We acknowledge that we live and work on unceded Indigenous territories and we thank the Musqueam, Squamish and Tsleil-Waututh Nations for their hospitality.


Indigenous Women and Work: From Labor to Activism

By Carol Williams, editor

Review By Loraine Littlefield

November 25, 2015

BC Studies no. 190 Summer 2016  | p. 146-147

Indigenous Women and Work, edited by Carol Williams, consists of seventeen essays that examine the history of indigenous women and wage labour in Canada, the United States, Australia, and New Zealand. The object of these essays is to stimulate a transnational conversation about the experiences of women under similar British-capitalist policies and ideology. Written by both indigenous and non-indigenous scholars, the essays describe women’s participation in a huge range of industries from the beginning of the nineteenth to the late twentieth century.

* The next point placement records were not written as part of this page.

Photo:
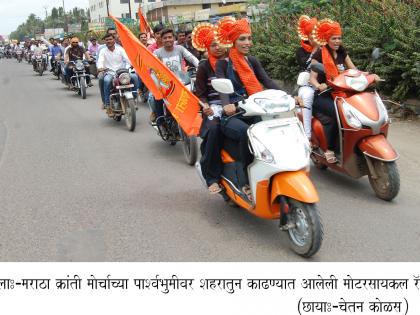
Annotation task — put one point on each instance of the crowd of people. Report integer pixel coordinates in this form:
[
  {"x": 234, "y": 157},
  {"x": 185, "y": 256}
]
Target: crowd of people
[{"x": 216, "y": 51}]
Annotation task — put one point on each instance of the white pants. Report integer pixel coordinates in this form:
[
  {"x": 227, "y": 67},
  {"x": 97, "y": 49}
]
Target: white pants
[{"x": 306, "y": 93}]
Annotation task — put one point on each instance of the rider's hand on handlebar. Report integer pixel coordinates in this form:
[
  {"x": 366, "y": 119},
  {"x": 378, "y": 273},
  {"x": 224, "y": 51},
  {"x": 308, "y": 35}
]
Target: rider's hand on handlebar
[
  {"x": 229, "y": 109},
  {"x": 377, "y": 78},
  {"x": 207, "y": 110},
  {"x": 322, "y": 87}
]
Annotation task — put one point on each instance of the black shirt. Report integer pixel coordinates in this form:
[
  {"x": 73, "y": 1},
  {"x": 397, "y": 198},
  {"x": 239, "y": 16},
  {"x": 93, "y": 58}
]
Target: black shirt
[
  {"x": 339, "y": 61},
  {"x": 76, "y": 53},
  {"x": 204, "y": 89},
  {"x": 302, "y": 57},
  {"x": 262, "y": 77}
]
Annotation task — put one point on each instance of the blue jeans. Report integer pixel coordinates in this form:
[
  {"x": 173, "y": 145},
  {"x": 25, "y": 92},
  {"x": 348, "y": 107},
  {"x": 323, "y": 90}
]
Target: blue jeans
[{"x": 107, "y": 85}]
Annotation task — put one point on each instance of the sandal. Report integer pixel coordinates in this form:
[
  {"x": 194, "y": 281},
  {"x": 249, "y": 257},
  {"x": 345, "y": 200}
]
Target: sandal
[
  {"x": 330, "y": 156},
  {"x": 247, "y": 191},
  {"x": 214, "y": 188}
]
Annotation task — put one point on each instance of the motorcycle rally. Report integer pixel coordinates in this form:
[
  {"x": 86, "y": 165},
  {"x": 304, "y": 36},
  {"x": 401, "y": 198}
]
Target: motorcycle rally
[{"x": 251, "y": 142}]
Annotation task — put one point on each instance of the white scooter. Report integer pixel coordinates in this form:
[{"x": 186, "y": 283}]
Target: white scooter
[{"x": 278, "y": 176}]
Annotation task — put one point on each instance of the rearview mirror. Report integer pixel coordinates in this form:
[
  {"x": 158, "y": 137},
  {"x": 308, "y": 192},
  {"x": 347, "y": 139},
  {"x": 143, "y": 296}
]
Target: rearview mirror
[
  {"x": 376, "y": 53},
  {"x": 318, "y": 68},
  {"x": 224, "y": 86}
]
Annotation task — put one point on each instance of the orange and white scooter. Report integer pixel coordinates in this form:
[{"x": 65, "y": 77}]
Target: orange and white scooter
[
  {"x": 363, "y": 127},
  {"x": 281, "y": 188}
]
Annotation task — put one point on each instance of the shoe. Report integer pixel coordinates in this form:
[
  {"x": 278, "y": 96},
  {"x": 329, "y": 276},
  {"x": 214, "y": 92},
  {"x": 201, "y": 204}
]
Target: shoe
[
  {"x": 214, "y": 189},
  {"x": 153, "y": 117},
  {"x": 330, "y": 157}
]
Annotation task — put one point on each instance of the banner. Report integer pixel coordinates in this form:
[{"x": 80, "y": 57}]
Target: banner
[
  {"x": 144, "y": 25},
  {"x": 183, "y": 104}
]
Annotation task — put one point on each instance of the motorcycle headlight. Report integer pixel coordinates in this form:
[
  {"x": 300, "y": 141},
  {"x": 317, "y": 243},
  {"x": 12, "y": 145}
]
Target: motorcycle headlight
[
  {"x": 276, "y": 106},
  {"x": 260, "y": 151},
  {"x": 124, "y": 78},
  {"x": 381, "y": 107},
  {"x": 351, "y": 116},
  {"x": 79, "y": 65},
  {"x": 359, "y": 83}
]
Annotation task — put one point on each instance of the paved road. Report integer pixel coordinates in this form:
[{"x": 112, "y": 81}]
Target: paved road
[{"x": 76, "y": 186}]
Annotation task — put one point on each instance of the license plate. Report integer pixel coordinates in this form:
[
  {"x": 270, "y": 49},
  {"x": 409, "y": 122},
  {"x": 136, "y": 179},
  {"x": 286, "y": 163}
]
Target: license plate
[{"x": 119, "y": 87}]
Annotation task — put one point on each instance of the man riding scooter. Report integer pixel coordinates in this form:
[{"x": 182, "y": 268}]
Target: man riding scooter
[
  {"x": 113, "y": 58},
  {"x": 72, "y": 54}
]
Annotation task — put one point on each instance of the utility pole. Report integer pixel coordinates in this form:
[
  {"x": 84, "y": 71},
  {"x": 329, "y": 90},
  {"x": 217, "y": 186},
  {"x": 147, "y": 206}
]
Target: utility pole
[
  {"x": 129, "y": 8},
  {"x": 65, "y": 19},
  {"x": 46, "y": 12}
]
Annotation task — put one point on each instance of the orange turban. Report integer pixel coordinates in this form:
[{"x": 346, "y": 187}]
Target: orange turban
[
  {"x": 305, "y": 26},
  {"x": 325, "y": 29},
  {"x": 228, "y": 30}
]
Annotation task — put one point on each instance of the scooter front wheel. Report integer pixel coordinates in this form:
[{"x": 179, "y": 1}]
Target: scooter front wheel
[
  {"x": 190, "y": 147},
  {"x": 306, "y": 230},
  {"x": 387, "y": 182}
]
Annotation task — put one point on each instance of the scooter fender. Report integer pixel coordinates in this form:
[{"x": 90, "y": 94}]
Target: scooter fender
[
  {"x": 296, "y": 185},
  {"x": 378, "y": 147}
]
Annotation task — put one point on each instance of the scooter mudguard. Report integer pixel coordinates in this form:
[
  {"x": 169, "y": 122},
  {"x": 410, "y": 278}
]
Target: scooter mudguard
[
  {"x": 379, "y": 148},
  {"x": 296, "y": 185}
]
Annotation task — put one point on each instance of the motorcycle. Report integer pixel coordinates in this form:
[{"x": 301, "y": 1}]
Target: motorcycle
[
  {"x": 19, "y": 55},
  {"x": 28, "y": 56},
  {"x": 78, "y": 80},
  {"x": 40, "y": 62},
  {"x": 168, "y": 129},
  {"x": 123, "y": 101},
  {"x": 57, "y": 67},
  {"x": 363, "y": 128},
  {"x": 278, "y": 176},
  {"x": 92, "y": 67}
]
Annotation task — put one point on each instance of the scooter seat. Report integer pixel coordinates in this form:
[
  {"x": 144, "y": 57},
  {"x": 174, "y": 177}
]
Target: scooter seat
[
  {"x": 318, "y": 134},
  {"x": 119, "y": 71},
  {"x": 231, "y": 148}
]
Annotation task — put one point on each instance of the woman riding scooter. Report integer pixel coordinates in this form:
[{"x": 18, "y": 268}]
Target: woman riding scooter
[
  {"x": 210, "y": 131},
  {"x": 248, "y": 77},
  {"x": 304, "y": 54},
  {"x": 333, "y": 56}
]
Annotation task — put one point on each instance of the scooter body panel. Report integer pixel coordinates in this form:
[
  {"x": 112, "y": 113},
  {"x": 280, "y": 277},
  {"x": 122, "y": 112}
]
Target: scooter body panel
[
  {"x": 296, "y": 185},
  {"x": 378, "y": 147}
]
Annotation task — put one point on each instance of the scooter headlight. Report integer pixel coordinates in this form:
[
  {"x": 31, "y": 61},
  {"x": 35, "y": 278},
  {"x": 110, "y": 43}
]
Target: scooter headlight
[
  {"x": 79, "y": 65},
  {"x": 276, "y": 106},
  {"x": 381, "y": 107},
  {"x": 351, "y": 116},
  {"x": 124, "y": 78},
  {"x": 359, "y": 83},
  {"x": 260, "y": 151}
]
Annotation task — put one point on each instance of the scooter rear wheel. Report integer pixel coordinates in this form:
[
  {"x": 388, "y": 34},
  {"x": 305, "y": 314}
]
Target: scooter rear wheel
[
  {"x": 387, "y": 185},
  {"x": 307, "y": 231}
]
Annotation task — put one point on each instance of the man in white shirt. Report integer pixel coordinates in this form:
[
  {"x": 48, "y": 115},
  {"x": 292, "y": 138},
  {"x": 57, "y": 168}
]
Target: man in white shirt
[
  {"x": 173, "y": 57},
  {"x": 113, "y": 58}
]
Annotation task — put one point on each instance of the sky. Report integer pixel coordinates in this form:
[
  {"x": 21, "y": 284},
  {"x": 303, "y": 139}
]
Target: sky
[{"x": 15, "y": 12}]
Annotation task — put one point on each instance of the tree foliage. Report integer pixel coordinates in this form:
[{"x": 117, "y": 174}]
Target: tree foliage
[
  {"x": 57, "y": 18},
  {"x": 391, "y": 25}
]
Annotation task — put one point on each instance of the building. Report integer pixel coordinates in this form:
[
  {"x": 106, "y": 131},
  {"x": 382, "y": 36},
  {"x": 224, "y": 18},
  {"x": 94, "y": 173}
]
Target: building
[
  {"x": 100, "y": 9},
  {"x": 165, "y": 11},
  {"x": 186, "y": 11}
]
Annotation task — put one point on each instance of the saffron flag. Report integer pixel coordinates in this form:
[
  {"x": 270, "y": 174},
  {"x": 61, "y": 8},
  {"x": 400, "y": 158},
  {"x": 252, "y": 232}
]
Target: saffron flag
[
  {"x": 181, "y": 102},
  {"x": 144, "y": 25}
]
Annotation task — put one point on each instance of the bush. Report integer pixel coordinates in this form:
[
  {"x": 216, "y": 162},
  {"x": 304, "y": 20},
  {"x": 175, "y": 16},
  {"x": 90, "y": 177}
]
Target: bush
[{"x": 391, "y": 25}]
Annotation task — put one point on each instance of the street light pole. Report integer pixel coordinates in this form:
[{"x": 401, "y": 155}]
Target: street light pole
[
  {"x": 66, "y": 27},
  {"x": 129, "y": 8}
]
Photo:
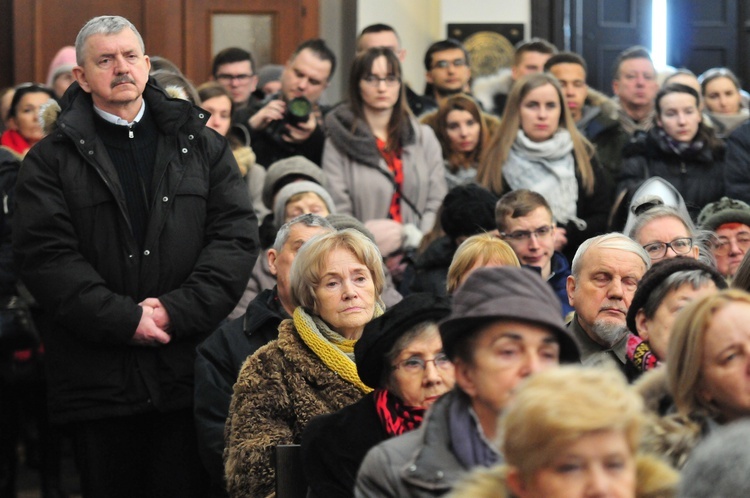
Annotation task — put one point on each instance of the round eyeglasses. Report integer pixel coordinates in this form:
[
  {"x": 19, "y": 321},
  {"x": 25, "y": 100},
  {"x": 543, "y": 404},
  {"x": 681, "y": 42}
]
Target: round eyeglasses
[{"x": 680, "y": 246}]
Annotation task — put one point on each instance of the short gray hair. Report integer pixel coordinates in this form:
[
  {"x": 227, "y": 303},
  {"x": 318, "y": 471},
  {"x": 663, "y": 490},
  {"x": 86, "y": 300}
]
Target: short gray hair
[
  {"x": 613, "y": 240},
  {"x": 696, "y": 278},
  {"x": 309, "y": 220},
  {"x": 103, "y": 25}
]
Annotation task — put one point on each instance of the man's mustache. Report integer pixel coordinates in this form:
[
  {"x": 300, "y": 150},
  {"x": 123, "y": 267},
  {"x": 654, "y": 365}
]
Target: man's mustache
[{"x": 122, "y": 79}]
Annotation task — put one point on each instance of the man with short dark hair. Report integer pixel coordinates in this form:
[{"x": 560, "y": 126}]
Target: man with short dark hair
[
  {"x": 634, "y": 85},
  {"x": 446, "y": 63},
  {"x": 274, "y": 133},
  {"x": 221, "y": 355},
  {"x": 529, "y": 57},
  {"x": 595, "y": 114},
  {"x": 383, "y": 35},
  {"x": 525, "y": 222},
  {"x": 234, "y": 69},
  {"x": 605, "y": 275},
  {"x": 135, "y": 233}
]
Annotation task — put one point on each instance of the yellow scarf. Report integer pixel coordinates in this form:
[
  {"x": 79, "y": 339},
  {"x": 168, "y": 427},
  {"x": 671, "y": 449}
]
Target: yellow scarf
[{"x": 332, "y": 349}]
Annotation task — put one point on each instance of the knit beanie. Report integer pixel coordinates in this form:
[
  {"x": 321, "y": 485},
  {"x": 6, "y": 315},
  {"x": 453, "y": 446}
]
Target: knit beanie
[
  {"x": 282, "y": 198},
  {"x": 658, "y": 274},
  {"x": 269, "y": 73},
  {"x": 64, "y": 61},
  {"x": 726, "y": 210},
  {"x": 468, "y": 210},
  {"x": 287, "y": 171}
]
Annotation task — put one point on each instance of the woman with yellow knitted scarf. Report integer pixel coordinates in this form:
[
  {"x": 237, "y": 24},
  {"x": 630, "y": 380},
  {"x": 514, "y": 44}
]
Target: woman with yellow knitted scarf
[{"x": 336, "y": 280}]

The preface written by Marlene Brant Castellano, Mohawk scholar, sets the tone of the collection by noting how the inclusion of indigenous ways of knowing offers a fresh historical perspective on indigenous women’s lives. This is followed by an introduction by Williams on the importance of looking outside of the settler narrative to discover indigenous women’s labour history. For those who follow the theoretical threads of feminist theory, the first essay by Joan Sangster gives an excellent overall summary and, importantly, points out the benefits as well as the disadvantages of the transnational approach.

Only one essay in this selection deals specifically with British Columbia history. Inspired by a 1940s photograph of Shíshálh (Sechelt) women holding hand-logging tools, Susan Roy and Ruth Taylor, in “`We Were Real Skookum Women:’ The Shíshálh Economy and the Logging Industry on the Pacific Northwest Coast,” write about the “unexpected” history of women in this industry. For many decades this industry was important for the Sechelt and, as part of the family venture, women helped men transport logs to the booming grounds. This role is not well documented, if at all, in any of the forestry history written in British Columbia. The authors blame a gender bias that essentially minimized women’s contribution in this industry, emphasizing instead what were considered appropriate feminized occupations such as basket weaving and other related crafts. “We Were Real Skookum Women,” however, speaks to the indigenous viewpoint of women who acknowledge their important contribution to their family’s hand-logging production.

Two other essays in this collection offer close connections with British Columbia history and First Nation women’s experiences in its early economy. Shelly Farrell Racette in “Nimble Fingers and Strong Backs: First Nations and Metis Women in Fur Trade and Rural Economies,” examines the changing role for women in Saskatchewan and Labrador from domestic partners in the fur trade to contract rural labourers: one that shifts women’s employment into the twentieth century. While Chris Friday in “From ‘Superabundance’ to Dependency: Women Agriculturalists and the Negotiation of Colonialism and Capitalism for Reservation-era Lummi,” examines women’s loss of control over the Lummi potato production (just south of Point Roberts), first to men and then to the end of agricultural dominance in the wider economy. Both articles speak to the changing demand of labour and the detrimental effects this change brought to women’s lives, as it did in this province.

All the essays are well written and researched. I particularly liked Lynette Russell’s, “Procuring Passage: Southern Australian Aboriginal Women and the Early Maritime Industry of Sealing,” which I found very instructive to compare with our own sealing and whale industry on the west coast. Occurring in southern Australia at a much earlier time, and when women’s traditional roles were significantly different than on the Northwest Coast, it led to a surprising degree of independence and autonomy for Aboriginal women. Also of interest was Cathleen D. Cahill’s, “An Indian Teacher among Indians”: Native Women as Federal Employees,” which looks at the hiring policy of the Office of Indian Affairs in the Unites States of indigenous women for positions in education and administration at the turn of the century. Women successfully sought these positions and were supported by their communities in these roles. No such early hiring policy seems to have occurred in Canada, which leads one to wonder why, especially in light of other matching policies followed by Department of Indian Affairs.

This transnational approach has promise and Williams must be commended for this collection. I hope that these essays will inspire further research into more “unexpected” histories of women still to be discovered here in British Columbia, and I predict that collaboration with First Nations women and their communities will ensure it.